Description
TITLE: Deep learning jet modifications in heavy-ion collisions
ABSTRACT: Jet interactions in a hot QCD medium created in heavy-ion collisions are conventionally assessed by measuring the modification of the distributions of jet observables with respect to the proton-proton baseline. However, the steeply falling production spectrum introduces a strong bias toward small energy losses that obfuscates a direct interpretation of the impact of medium effects in the measured jet ensemble. In this talk, we will discuss employing a convolutional neural network to extract the energy loss ratio from jet images on a jet-by-jet basis using the hybrid strong/weak coupling model. The angular distribution of soft particles in the jet cone is found to contain significant discriminating power. With a well-predicted energy loss ratio, we study a set of jet observables to estimate their sensitivity to bias effects and reveal their medium modifications. We show how this new technique provides unique access to the initial configuration of jets over the transverse plane of the nuclear collision, both with respect to their production points and initial orientations. As a relevant example, we demonstrate the capability of our method to locate with precision the production point of a dijet pair in the nuclear overlap region, in what constitutes an important step forward towards the long term quest of using jets as tomographic probes of the quark-gluon plasma. Finally, we also discuss the classification task of quark- versus gluon-initiated jets in heavy ion collisions with deep learning.

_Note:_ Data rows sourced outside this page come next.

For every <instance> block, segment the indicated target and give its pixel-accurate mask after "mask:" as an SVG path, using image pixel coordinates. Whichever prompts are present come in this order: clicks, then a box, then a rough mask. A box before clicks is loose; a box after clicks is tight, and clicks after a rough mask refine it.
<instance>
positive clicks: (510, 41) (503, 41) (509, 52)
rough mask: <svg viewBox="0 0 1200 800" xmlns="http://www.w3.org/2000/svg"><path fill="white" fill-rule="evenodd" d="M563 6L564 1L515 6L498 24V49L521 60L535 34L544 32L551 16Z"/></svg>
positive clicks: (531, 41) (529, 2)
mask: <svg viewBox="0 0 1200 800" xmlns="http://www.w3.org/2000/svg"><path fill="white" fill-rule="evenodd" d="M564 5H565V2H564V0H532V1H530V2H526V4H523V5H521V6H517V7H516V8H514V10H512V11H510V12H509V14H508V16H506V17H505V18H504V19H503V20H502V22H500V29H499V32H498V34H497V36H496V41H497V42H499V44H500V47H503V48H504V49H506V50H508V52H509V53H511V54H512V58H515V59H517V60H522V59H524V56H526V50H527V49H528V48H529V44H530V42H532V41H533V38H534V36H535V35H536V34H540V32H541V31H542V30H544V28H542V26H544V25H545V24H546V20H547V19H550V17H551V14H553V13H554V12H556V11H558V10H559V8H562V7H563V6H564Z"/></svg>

[1] Yi-Lun Du, Daniel Pablos, Konrad Tywoniuk, Deep learning jet modifications in heavy-ion collisions, JHEP. 2021, 206 (2021)
[2] Yi-Lun Du, Daniel Pablos, Konrad Tywoniuk, Jet tomography in heavy ion collisions with deep learning, Phys. Rev. Lett. 128, 012301 (2022)
[3] Yi-Lun Du, Daniel Pablos, Konrad Tywoniuk, Classification of quark and gluon jets in hot QCD medium with deep learning, arXiv: 2112.00681 [hep-ph]
ABOUT THE SPEAKER: Dr. Yi-Lun Du is currently a postdoc at University of Oslo. After long-term visits to Central China Normal University and Frankfurt Institute of Advanced Studies, he obtained his PhD from Nanjing University in late 2018. Then he worked as a postdoc at FIAS and University of Bergen. His research focuses on understanding the QCD phase transition and studying jet-medium interactions to probe QCD medium properties. Theoretical tools and machine learning techniques are employed in his studies.